Question:
Question 5 (1 point)
According to the rational expectations theory,
Question 5 options:
A) sticky prices and wages are the primary source of short-run unemployment.
B) only unanticipated policy changes can affect output and employment.
C) the economy always self-corrects to full employment with little or no inflation.
D) real wages may vary widely in the long run.
Question 6 (1 point)
In 1962, President Kennedy persuaded U.S. steel manufacturers to lower their prices. This technique of verbally pressuring unions or businesses without legislation is called
Question 6 options:
A) a wage and price guideline.
B) a wage and price control.
C) jawboning.
D) an unfair business practice.
Question 7 (1 point)
In the United States, the most recent use of wage and price controls occurred during the
Question 7 options:
A) Nixon administration.
B) Carter administration.
C) Reagan administration.
D) Clinton administration.
Question 8 (1 point)
Suppose the economy has a problem with inflation.
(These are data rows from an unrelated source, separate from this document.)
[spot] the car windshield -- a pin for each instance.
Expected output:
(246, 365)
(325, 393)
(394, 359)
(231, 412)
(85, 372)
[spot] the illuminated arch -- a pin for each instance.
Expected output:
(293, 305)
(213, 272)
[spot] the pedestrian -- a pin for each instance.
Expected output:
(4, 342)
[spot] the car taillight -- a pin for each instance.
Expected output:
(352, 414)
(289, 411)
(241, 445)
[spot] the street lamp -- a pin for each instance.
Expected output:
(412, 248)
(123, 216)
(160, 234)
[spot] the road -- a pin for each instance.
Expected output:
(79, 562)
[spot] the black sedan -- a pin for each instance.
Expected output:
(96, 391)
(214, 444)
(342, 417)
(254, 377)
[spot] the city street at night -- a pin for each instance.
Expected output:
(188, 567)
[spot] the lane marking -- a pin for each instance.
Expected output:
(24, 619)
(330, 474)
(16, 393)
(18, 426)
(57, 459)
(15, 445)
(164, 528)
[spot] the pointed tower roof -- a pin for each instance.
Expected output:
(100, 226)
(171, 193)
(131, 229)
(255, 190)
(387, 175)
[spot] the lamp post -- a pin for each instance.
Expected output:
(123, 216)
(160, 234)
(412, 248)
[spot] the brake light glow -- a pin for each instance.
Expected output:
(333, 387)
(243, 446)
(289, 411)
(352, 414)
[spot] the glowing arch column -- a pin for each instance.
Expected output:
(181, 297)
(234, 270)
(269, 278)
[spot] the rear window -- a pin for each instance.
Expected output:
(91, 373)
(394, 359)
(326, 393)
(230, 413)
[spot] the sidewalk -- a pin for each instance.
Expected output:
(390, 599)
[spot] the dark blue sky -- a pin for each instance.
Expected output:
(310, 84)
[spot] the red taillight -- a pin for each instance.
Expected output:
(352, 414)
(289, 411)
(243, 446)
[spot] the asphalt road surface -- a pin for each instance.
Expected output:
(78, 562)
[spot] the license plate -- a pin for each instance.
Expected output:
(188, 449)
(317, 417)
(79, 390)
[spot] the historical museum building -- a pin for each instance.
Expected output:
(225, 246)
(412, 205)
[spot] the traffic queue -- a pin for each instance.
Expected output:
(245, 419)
An economist recommends that the government cut marginal tax rates and reduce regulation. This economist's recommendation is consistent with the
Question 8 options:
A) montarist model.
B) Keynesian model.
C) supply-side model.
D) rational expectations model..
Q5
According to rational expectations, only unanticipated policy changes can affect output and employment.
the correct option is (B)
Q6
In 1962, President Kennedy persuaded US steel manufacturers to lower their prices. This technique is called jawboning also known as moral suasion is an unofficial technique; using public appeal to influence the actions especially of business and labor leaders.
the correct option is (C)
Q7
In the US, the most recent use of wage and price control occurred during Nixon administration.
the correct option is (A)
Q8
Suppose the economy has a problem with inflation. An economist recommends marginal tax and regulation should be reduced implies the recommendation are consistent with Supply-side economics model.